Proponents of cityhood beat out their counterparts by nearly 1,000 votes, with all 12 precincts reporting and after the scores of absentee ballots were tallied.
“We’re cautiously optimistic,” said Brookhaven YES President J. Max Davis. “I never had any predictions as far as [a margin of victory]; I was just hoping we’d win.”
Davis and dozens of cityhood supporters packed area eatery Pub 71 as part of an election party and to keep tabs on the returns last night.
Midnight came and went, their side claiming victory a couple hours later by way of a 5,590 to 4,646 vote. Some as yet uncounted provisional ballots remain, their total too few to impact the outcome of the referendum, DeKalb County Board of Elections officials said.
More than 20,000 voters — about 5,000 by mail; 15,000 in person — opted to render their decisions in advance of Election Day, Board officials reported.
Cityhood supporters pointed to success in a key battleground area as possibly having swung the referendum in their favor.
“We think we won two precincts south of Peachtree Industrial [Boulevard], which is a pretty big deal,” Davis said.
The back and forth between both sides — on myriad issues ranging from an incorporated Brookhaven’s solvency to its police services — virtually lasted until the polls opened.
Yet, the cityhood debate leading up to the July 31 vote had largely been defined by dollars and cents.
The competing factions offered conflicting projections regarding the then-proposed municipality’s initial property tax haul.
According to a Carl Vinson Institute feasibility study, the proposed city expenditures for Brookhaven would be $25.1 million, with revenues expected to exceed that amount by $135,000.
Carolyn Benton of the No City Brookhaven committee questioned the viability of that report.
“The actuals in regards to 2012 property tax revenue don’t match the projections,” she said. “From Day 1, we’re starting at the cap, 3.31 mills, so we have no room for error.”
The county later issued a statement indicating that, after crunching its numbers, Brookhaven would actually start out with a deficit of $360,000. J. Max Davis of Brookhaven YES refuted those figures, asserting the new city would actually begin operations with a surplus of more than $1 million.
Moreover, property taxes make up only one quarter of all revenue the city would take in, Davis added.
“Within the Brookhaven boundaries, we have a very healthy mix of commercial and residential property,” he said. “Our commercial base makes up nearly 30 percent of Brookhaven’s total property tax base, which is greater than the roughly 21 percent commercial property tax base for the rest of unincorporated DeKalb.”
The next largest portion of revenue would come from Brookaven’s Homestead Option Sales Tax.
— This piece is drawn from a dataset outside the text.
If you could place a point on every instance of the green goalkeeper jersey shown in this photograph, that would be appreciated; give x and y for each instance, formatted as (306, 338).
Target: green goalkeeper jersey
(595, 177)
The proposed city’s “healthy” residential component would give it a greater share of a HOST allocation than Dunwoody, Davis said.
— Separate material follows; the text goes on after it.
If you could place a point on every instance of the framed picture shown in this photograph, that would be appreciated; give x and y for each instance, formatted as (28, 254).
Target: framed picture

Brookhaven’s ratio of commercial to residential property is currently 27 to 73 percent, whereas the ratio for Dunwoody — with its expansive office space sub-market — is 40 to 60, Benton noted.
“[Moreover], we’re walled in by Sandy Springs, Chamblee and Dunwoody, so we have very little room to expand or increase density to sustain us and pay for services,” she said.
For their part, Davis and company circulated eleventh hour promotional materials appealing to prospective voters to help make history.
“[July 31] is our last chance to vote for cityhood … we’ve shown you the many good reasons to vote yes,” one Brookhaven YES ad stated. “This is a once-in-a-generation opportunity; the issue will not appear on a ballot again.”